Daughters of Wisdom

The Daughters of Wisdom is a Catholic religious institute of women founded by Louis de Montfort and Marie Louise Trichet in 1703 to serve those in need.

In 1703, when he was temporary chaplain of the hospital of Poitiers, Louis de Montfort assembled some pious young women into a small community, and gave them a rule to live by.

There followed a forty-three year career during which she nursed the sick, gave food to beggars and administered the great maritime hospital of France.

It was in 1810, when Napoleon was temporarily the master of Europe, that, at his call, the Daughters of Wisdom left French soil for the first time to nurse wounded soldiers at Antwerp.
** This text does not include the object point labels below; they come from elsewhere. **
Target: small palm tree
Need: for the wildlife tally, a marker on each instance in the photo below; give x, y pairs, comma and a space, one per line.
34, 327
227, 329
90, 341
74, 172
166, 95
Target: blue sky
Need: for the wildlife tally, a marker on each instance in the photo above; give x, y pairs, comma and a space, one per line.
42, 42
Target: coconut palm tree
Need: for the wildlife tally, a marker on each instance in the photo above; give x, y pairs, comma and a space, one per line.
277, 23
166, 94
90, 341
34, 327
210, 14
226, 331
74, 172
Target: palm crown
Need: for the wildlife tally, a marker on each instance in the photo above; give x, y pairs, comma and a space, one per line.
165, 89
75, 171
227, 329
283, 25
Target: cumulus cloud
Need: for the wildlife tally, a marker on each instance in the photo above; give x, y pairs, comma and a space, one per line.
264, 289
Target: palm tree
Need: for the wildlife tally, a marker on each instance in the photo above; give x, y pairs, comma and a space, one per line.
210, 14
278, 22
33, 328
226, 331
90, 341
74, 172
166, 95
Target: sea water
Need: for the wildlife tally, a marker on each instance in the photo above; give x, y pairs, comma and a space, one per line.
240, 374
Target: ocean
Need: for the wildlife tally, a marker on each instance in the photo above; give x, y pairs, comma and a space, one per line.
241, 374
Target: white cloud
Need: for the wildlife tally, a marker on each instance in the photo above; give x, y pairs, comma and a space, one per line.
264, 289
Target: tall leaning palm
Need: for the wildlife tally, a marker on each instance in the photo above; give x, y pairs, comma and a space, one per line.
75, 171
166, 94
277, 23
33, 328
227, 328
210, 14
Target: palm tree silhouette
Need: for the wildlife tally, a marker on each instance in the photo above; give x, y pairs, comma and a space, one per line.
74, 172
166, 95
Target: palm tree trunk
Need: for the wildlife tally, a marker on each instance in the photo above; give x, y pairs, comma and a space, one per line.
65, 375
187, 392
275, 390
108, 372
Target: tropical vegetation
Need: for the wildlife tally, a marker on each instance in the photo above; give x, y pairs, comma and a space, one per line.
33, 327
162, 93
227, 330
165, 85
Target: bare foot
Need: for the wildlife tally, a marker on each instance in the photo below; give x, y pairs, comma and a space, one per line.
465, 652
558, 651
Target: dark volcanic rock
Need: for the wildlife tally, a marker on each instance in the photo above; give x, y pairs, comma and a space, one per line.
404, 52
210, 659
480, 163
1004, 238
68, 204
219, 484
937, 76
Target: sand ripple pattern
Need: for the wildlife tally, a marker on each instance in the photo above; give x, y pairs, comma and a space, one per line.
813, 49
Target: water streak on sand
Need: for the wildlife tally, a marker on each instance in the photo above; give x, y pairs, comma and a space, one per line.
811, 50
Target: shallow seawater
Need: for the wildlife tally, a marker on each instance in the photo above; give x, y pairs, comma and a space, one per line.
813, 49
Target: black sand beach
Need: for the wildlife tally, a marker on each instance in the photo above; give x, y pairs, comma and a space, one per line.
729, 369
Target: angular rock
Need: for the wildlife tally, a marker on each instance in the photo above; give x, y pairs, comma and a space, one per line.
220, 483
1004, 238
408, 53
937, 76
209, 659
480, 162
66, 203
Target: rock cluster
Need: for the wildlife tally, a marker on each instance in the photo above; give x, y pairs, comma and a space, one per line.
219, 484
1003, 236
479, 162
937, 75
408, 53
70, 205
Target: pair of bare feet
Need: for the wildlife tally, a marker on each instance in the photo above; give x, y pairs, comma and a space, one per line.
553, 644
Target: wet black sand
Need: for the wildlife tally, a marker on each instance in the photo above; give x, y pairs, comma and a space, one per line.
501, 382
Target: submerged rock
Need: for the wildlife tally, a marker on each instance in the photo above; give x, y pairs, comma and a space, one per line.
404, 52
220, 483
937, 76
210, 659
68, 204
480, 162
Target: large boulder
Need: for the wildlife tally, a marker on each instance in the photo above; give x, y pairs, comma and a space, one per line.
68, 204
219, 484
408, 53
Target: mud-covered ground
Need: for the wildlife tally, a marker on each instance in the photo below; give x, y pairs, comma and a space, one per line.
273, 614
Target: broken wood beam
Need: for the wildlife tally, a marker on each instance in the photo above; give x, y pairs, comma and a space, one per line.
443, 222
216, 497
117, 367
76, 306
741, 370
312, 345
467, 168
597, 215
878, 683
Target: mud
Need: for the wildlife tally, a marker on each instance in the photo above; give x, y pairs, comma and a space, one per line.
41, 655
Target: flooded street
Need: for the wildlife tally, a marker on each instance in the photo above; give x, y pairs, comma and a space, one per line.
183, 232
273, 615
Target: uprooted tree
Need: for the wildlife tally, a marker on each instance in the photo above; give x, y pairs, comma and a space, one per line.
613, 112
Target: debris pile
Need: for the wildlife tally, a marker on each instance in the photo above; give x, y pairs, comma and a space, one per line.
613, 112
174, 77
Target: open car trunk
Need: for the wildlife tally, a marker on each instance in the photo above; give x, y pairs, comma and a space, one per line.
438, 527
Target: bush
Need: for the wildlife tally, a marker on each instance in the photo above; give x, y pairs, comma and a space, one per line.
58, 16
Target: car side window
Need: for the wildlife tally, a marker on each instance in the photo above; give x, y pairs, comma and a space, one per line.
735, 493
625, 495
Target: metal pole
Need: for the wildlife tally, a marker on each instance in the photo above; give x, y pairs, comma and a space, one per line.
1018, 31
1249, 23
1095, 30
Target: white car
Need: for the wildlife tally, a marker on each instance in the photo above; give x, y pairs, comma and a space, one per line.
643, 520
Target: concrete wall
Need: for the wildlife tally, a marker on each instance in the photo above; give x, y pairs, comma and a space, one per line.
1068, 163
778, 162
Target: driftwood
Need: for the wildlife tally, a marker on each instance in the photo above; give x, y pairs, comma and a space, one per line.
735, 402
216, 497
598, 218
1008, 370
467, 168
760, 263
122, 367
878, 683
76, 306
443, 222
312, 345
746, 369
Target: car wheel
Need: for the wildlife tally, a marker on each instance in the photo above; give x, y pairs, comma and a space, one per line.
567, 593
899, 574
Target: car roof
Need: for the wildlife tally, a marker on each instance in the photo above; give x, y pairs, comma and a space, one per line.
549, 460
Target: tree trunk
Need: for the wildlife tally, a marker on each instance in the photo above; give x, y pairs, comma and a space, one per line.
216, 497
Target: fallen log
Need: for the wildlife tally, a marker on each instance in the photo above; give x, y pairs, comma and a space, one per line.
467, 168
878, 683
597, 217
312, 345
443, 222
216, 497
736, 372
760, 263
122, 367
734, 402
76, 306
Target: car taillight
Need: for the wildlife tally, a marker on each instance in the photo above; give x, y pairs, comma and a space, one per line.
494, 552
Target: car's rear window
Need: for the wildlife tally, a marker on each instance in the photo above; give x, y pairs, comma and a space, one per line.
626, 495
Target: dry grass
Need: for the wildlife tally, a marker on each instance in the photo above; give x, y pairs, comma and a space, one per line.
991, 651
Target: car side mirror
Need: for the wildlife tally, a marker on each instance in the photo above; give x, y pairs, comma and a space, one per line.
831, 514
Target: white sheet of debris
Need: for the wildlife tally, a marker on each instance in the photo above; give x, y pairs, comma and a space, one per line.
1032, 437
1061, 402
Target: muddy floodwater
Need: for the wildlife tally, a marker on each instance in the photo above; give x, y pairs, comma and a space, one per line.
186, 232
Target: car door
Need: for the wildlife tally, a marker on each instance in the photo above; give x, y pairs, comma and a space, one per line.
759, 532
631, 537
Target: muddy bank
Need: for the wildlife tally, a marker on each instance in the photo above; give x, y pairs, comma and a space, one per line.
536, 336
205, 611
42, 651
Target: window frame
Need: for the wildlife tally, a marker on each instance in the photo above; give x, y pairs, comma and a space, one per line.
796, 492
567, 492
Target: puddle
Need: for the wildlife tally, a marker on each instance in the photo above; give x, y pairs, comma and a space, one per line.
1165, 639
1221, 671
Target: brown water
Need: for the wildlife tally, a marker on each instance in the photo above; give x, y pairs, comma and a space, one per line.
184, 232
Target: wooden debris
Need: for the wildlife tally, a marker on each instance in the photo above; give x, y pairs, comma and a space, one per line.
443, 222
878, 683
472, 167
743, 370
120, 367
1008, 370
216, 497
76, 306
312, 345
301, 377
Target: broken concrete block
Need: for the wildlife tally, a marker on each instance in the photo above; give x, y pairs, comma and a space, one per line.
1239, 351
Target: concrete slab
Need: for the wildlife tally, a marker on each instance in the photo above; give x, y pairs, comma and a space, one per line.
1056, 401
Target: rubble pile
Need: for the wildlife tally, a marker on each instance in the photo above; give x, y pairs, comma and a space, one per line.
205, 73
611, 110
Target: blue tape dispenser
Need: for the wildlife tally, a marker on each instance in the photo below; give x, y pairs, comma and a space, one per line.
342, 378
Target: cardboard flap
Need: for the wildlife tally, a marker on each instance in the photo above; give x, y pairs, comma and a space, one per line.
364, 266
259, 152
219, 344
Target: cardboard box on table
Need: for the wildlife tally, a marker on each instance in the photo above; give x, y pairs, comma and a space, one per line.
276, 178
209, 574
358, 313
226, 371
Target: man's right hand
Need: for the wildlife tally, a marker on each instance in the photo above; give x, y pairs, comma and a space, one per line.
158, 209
Numerous medals were bestowed on the congregation by Napoleon, and by every French Government since; Spain, Prussia, and Belgium have honoured them for nursing the wounded or plague-stricken soldiers of those countries; as a congregation they have been acknowledged in the Apostolic Brief of Pope Leo XII in 1825; they were canonically approved, together with the Fathers of the Company of Mary, in 1853; they were placed under Cardinal Vincenzo Vannutelli as protector, and favoured by two important decrees in 1893 and 1898 securing the integrity of Montfort's institution; and they received the definitive approbation of the constitutions of Montfort's double foundation in 1904.